My Friend Bill

by Peter Saint-Andre

2000-08-04

My friend Bill Barlow has died. It's perhaps presumptuous of me to call him a friend. He was certainly a friend of my father's family, and the closest I ever had to a grandfather. My paternal grandfather died when my father was quite young, so I never met him (and my maternal grandfather I met only once as a young boy). Bill knew my grandfather, and he befriended and advised my father and his brothers as they were growing up in Sea Cliff, Long Island. The few times I went to visit Bill during college, he liked to observe what about me was like my father and what about me was like my grandfather - probably the only person in a position to do so. We had long talks about art and ideas and politics. Not so much about religion -- he converted to Roman Catholicism rather late in life and at that time I was a fire-breathing atheist (I'm still a non-believer, I just don't breathe fire any more). He tweaked me about studying ancient poetry and such, but it was only tweaking -- he studied creative writing after the war and certainly appreciated the importance of useless subjects.

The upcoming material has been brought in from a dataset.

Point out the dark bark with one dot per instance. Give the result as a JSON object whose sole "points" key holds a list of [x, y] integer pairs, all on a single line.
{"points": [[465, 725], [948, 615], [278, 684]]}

Bill had more careers than most people have employers. As a boy he was a radio actor back before the days of television. Later he studied singing and got involved in opera, which he loved all his life. But that career was interrupted by the Second World War. He fought in North Africa and Italy, where he was injured rather seriously. His knowledge of French was put to good use when he became an interpreter for Generals de Gaulle, Giraud, Juin, Eisenhower, Patton, and Clark. After earning his MFA at Columbia, he went into the working world as a journalist, banker, hospital administrator, publicist, and probably a few other professions I've never heard about. After my college days in New York, he and I lost touch, but I often thought about him. He loved to ask you tough questions, to challenge you, to force you to think hard -- but he always did it with a twinkle in his eye. He also wrote poems, though his only book was self-published by a vanity press and certainly did not gain wide circulation (New Arrivals & Recent Acquisitions, Economy Press, 1988). Over the last few days I've been reading his poems, which I hadn't done since college, and I'm pleasantly surprised by how much I like them. I've tried to contact his next-of-kin regarding publication rights, but so far without success. So as an homage to Bill, I've decided to publish a selection of his poems in the Monadnock Review.

Rest in peace, my friend.

Update (2001-05-02): Sorry, I have pulled these poems from the web.